Unfortunately, like most other X-Men entries, this is an incomplete film. It’s not “the Wolverine film we’ve been waiting for”, as some critics have opined (were we waiting for one?). For all the extravagance of the aforementioned scenes, it’s the other pivotal scenes that don’t work as well. For example, an old friend offers Logan the chance to join us mortals, an opportunity you’d think he’d relish no matter the cost, but he passes. A new lady friend gets close to Logan, and they end up being intimate (how old IS she?) despite her engagement to a politician, and despite his apparent loyalty to Jean Grey, but later he violently chides the politician fiance for doing the same thing he did earlier- violate the commitment of that relationship, even if it was set up. Hypocrisy with Wolverine doesn’t sit well with me, especially since the filmmakers have always asked us to give this violent, moody character the benefit of the doubt- this time it’s inexcusable. On top of that, Jean Grey (or Phoenix, depending on your level of anal retentive-ness) appears throughout the film, but do we ever get a solid reason for why she’s around, other than Logan dreaming about her? Does she exist on some spectral plane, or just as a figment of his imagination? I didn’t notice an explanation either way.
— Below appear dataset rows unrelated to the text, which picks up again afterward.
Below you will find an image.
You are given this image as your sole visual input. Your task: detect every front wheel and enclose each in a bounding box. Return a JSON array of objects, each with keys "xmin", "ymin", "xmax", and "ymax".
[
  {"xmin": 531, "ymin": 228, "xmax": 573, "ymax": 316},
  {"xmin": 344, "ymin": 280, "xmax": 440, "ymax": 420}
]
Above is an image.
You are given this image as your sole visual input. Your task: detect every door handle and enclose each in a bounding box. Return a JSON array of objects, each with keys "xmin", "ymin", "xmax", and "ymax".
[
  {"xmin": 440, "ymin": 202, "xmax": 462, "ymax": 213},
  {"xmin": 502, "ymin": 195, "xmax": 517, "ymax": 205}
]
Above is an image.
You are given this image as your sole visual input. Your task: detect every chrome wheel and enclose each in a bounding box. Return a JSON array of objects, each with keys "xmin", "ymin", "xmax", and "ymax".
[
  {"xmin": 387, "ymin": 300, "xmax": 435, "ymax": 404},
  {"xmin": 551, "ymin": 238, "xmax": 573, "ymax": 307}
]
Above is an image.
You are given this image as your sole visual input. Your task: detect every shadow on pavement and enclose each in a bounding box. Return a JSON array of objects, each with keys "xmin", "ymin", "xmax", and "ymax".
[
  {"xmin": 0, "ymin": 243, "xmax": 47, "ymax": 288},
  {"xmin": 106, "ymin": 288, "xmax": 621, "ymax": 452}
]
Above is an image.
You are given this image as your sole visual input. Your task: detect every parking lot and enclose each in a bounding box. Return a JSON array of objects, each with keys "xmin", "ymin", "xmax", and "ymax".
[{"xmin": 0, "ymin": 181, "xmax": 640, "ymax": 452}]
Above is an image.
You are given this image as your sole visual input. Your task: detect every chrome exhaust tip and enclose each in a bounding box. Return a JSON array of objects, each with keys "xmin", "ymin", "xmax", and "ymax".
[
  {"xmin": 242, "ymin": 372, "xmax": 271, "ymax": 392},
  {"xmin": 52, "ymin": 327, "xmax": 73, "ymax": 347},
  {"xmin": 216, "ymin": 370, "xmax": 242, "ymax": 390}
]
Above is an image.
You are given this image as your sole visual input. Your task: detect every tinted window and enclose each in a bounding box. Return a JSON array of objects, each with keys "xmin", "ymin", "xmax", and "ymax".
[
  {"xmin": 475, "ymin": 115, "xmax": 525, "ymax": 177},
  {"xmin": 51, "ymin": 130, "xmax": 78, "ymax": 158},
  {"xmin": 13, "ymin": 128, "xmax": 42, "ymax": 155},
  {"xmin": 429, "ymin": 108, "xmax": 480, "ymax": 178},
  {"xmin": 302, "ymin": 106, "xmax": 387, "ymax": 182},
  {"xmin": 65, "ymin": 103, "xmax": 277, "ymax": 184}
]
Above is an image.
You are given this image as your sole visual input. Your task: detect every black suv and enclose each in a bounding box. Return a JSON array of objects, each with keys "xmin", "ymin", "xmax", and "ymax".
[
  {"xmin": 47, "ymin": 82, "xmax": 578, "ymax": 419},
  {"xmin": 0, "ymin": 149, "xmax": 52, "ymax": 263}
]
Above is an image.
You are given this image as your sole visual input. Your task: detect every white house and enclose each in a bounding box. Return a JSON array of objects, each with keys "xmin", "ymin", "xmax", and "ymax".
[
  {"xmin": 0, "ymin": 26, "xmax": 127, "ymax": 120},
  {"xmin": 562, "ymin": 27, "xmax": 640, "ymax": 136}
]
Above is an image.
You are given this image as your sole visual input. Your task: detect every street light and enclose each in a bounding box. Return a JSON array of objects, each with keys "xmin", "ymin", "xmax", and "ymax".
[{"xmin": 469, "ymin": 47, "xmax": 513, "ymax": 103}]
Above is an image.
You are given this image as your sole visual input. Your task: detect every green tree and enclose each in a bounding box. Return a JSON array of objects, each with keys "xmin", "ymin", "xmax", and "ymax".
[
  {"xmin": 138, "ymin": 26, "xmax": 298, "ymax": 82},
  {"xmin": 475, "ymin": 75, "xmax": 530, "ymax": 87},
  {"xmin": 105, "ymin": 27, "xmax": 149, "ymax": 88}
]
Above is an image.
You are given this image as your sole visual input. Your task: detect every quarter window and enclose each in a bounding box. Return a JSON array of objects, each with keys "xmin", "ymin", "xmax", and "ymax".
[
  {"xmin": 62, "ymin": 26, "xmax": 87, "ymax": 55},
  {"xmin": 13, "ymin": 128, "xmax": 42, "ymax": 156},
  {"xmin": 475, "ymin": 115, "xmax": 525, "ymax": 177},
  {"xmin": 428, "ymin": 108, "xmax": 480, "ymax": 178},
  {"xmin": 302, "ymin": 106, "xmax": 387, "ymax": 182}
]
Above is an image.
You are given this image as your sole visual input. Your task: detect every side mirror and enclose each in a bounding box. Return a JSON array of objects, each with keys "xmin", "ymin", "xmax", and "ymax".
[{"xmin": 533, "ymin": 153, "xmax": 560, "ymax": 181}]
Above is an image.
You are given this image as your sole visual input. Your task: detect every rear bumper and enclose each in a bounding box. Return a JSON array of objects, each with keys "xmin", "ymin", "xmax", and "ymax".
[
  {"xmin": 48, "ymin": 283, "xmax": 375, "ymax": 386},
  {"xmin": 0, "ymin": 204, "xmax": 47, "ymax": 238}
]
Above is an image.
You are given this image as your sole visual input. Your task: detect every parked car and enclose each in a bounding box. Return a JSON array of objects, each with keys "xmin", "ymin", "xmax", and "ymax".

As I mentioned before, X-Men films are generally incomplete. Even the best of the series, “First Class”, occasionally rides on too much style and not enough substance. I’m convinced that the series needs fresh faces in charge, and someone to ground the fantastical abilities of the characters in a more believable reality. We’ve been shown many scenarios throughout the six films which pit the mutants against the homo sapiens, but never on a level that I can imagine would be appropriate in real life. That’s the big failure of the series, in my opinion. There is significant conjecture about the ‘outcasting ‘of mutants, and the ‘brewing war’ between humans and mutants, but aside from a couple random scenes, when do humans and mutants actually square off? Here’s hoping that Bryan Singer finally graduates from director of pretty decent films to elite director with next years “Days of Future Past”, and with the mutant hunting Sentinels, we actually HAVE the ‘brewing war’ alluded to in previous films. I’m not holding my breath that it will actually happen, though.
I think we desperately need a new style of film for the X-Men. Gritty, dark, and grounded would be a perfect approach for me. That’s what we were promised with “The Wolverine”, but I only see dark, with the imitation of gritty and grounded, much like the other films in the saga. My suggestion? Why not hire Darren Aronofsky again, and see what he comes up with? He was the original director on “The Wolverine”, then bolted. The same thing happened before with “First Class” helmer Matthew Vaughn, who worked on “The Last Stand”, and left. Aronofsky is an elite filmmaker. James Mangold is not. He’s Bryan Singer, Brett Ratner, Gavin Hood, and Matthew Vaughn. He’s good but not great. He’s a fine filmmaker that hit on the brilliant “3:10 To Yuma”, but had two super heavyweights heading the cast. Hugh Jackman is not a heavyweight. This movie isn’t a heavyweight. After six entries, shouldn’t we get something more exciting? Is it possible that the X-Men, simply, aren’t that interesting to begin with? The best conclusion I can come up with is that the X-Men are just as interesting as most comic characters, but to this point, no filmmaker has taken the cinematic version of these characters to the next level. I say it’s high time someone did.